The writings in this compilation of essays, articles, reviews and interviews, which date back to the late sixties and continue until 2020, show the breadth of Peeradina’s interests, passions and perspectives on subjects as diverse as education, literature, cinema, creative writing, travel, the lives of women in the real world and in books and movies, art, religion, urban decay, cultural conflict, and more.
His critique of social and moral issues is not only evident in his poems but is an integral part of all his writing.

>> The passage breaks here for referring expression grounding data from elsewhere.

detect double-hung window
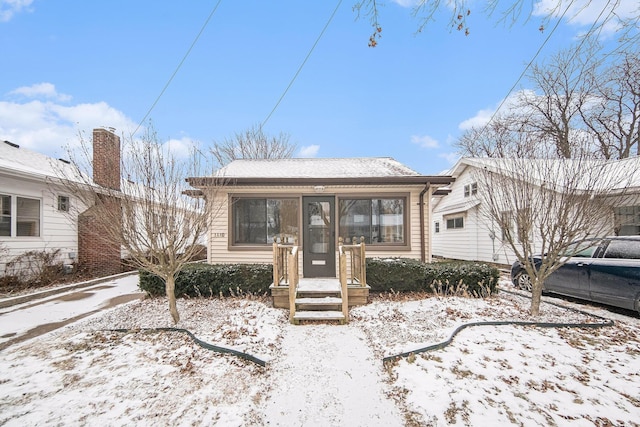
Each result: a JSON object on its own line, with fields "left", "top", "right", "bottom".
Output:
{"left": 0, "top": 194, "right": 41, "bottom": 237}
{"left": 338, "top": 197, "right": 406, "bottom": 245}
{"left": 232, "top": 197, "right": 298, "bottom": 245}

Whether he is comparing Indian and American behavioural norms or cities that are inviting and those that are forbidding, reflecting on what makes a poem good, exposing the hypocrisy that religion breeds, visiting a taverna in Athens, attending a reading in Madurai, or reporting on a World Poetry Festival in Bhopal, he builds his essays with a keen eye on detail and with warmth and empathy going to the heart of things.
Peeradina speaks out of a double consciousness—a westernized Indian, a reluctant American, a stubbornly insistent world citizen, a poet-teacher, and a participant-observer: ‘I am simultaneously witness and scribe,’ he writes. ‘I am never off-duty.’
The book comes with an added element: Peeradina’s paintings and pen-and-ink sketches of a fishing village in Mumbai as he saw it, circa 1960, bringing to the literary map the now bustling Andheri–Versova from a quieter, more peaceful time.